By George Browning
Among the many issues the ALP will be considering at its 47th national conference this weekend, the recognition of Palestinian statehood looms large on the agenda.
Writing in The Australian yesterday, Labor senator Joe Bullock argued passionately against recognition. “What incentives,” he asked, “would exist for the Palestinian leadership to renounce terrorism, cease attacks on Israel and negotiate a settled, comprehensive peace if they are recognised as a state without being required to do any of these things?”
An excellent question that I will endeavour to answer with the seriousness it deserves.
In his widely cited work on international conflict resolution, I. William Zartman of Johns Hopkins University identifies two key conditions for successful conflict resolution. The first is that a deadlock exists that is difficult, undesirable and painful to both parties. The second is that both sides must share a belief that there is a peaceful way out of the conflict.
Applying this framework to the Israel-Palestine conflict, it is clear neither of these conditions exists.
In 1992, Israeli prime minister Yitzhak Shamir said his strategy for peace negotiations was to drag them out to buy time to double the number of Jewish settlers in the occupied territories.
Since then, throughout a succession of peace negotiations, the number of Israeli settlers has grown from 246,400 to 547,000. The settler population is growing at 4.4 per cent a year.
Far from being painful to the Israeli government, the situation is one in which it believes that time is on its side. Conversely, the Palestinians can see no way out of a situation in which Israel is dragging out peace negotiations while expanding the settlements that are destroying the territorial basis on which they hope to build a Palestinian state.
Thus, rather than encouraging Palestinian moderation, peace negotiations have fuelled the catastrophic rise of the militant Hamas party, which cites the settlements’ expansion as proof that the international community is not serious when it expresses support for Palestinian statehood and that Palestinians can win their freedom only through armed struggle.
It is perhaps superfluous to cite Einstein’s definition of insanity as “doing the same thing over and over again and expecting different results”, but it is worth noting that since the beginning of the Oslo peace process, the conflicts in South Africa, Bosnia and Northern Ireland have all been brought to peaceful conclusions, while in Israel-Palestine the conflict has not only grown more violent but has given rise to a situation whereby the region contains two populations living side by side in a situation similar to that of apartheid South Africa or the southern US during the Jim Crow era.
On April 7, Israeli soldiers ordered 200 Palestinians out of the natural swimming pool of Birkat al-Karmil so that a party of settlers could take it over for their exclusive use. According to the Israeli human rights organisation B’Tselem, the incident is an example of how “almost any desire expressed by settlers, however capricious, is automatically facilitated at the expense of the Palestinian population”.
The collapse of John Kerry’s peace initiative and Benjamin Netanyahu’s sweeping election victory on a platform of continued settlement expansion, explicit opposition to Palestinian statehood and naked appeals to anti-Arab racism have prompted a long-overdue reconsideration of Israel-Palestine policy throughout the Western world. In October, Ed Miliband, the first Jewish leader of the British Labour Party, led his party in a successful parliamentary motion that called on the government to recognise the state of Palestine. In November, Sweden became the first European country to recognise the state of Palestine. In May, the Vatican followed suit. In the months following, the parliaments of France, Ireland, Belgium, Italy, Spain and the EU all passed resolutions calling for the recognition of Palestinian statehood.
Though it would certainly provoke a furious reaction by what former foreign minister Bob Carr refers to as Australia’s “Likud-aligned” Israel lobby, Labor’s recognition of Palestine, by increasing the diplomatic cost of the occupation, would help to reverse a 48-year process that is threatening Israel’s survival as a Jewish state.

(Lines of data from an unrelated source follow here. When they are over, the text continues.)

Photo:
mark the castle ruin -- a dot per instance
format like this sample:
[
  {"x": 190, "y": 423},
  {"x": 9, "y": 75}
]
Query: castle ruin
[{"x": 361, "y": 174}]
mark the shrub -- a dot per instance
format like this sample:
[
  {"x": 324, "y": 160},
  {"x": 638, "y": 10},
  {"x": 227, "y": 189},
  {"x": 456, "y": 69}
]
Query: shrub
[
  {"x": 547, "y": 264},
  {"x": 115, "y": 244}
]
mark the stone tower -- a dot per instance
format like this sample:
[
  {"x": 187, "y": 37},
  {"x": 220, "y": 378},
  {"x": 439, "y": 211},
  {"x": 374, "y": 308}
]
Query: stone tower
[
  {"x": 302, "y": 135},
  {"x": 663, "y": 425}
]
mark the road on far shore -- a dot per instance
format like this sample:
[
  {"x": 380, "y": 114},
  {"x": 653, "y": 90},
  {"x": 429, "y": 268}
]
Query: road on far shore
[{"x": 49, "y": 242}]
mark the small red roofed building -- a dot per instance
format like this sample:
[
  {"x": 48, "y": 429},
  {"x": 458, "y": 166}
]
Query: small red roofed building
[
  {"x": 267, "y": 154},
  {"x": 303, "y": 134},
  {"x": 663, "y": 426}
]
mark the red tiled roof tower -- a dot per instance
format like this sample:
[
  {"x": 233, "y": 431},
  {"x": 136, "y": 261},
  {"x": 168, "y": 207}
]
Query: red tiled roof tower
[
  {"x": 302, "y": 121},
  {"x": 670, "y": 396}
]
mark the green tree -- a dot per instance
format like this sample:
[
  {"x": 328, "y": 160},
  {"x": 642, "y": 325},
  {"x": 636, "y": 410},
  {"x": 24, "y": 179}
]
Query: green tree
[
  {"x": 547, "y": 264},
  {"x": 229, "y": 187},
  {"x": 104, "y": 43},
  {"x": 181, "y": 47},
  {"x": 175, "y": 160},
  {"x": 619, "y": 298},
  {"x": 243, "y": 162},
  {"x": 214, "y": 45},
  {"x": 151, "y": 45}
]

In 1983, a former chief of Israeli military intelligence, Yehoshafat Harkabi, warned that Israel’s continued colonisation of Palestinian territories would lead inevitably to its transformation into an Arab-Jewish state and the consequent “Belfastisation” of the country. According to Israel’s Central Bureau of Statistics and the Israeli military, the population of “Greater Israel” consists of 6.2 million Jews ruling over an equal number of Palestinians.
Recognising Palestinian statehood would not only give the Palestinians some hope that their 67-year nightmare of colonisation and displacement can be peacefully ended but also encourage Israel to free itself from an occupation that is destroying its identity as a Jewish and democratic state.
Morally, politically and strategically, the case for Palestinian recognition is irrefutable. The only question that remains is whether Labor will seize this opportunity to position itself on the right side of history or continue to act as an enabler of Palestinian dispossession and Israel’s self-destruction.
George Browning is the former Anglican bishop of Canberra and president of the Australia Palestine Advocacy Network.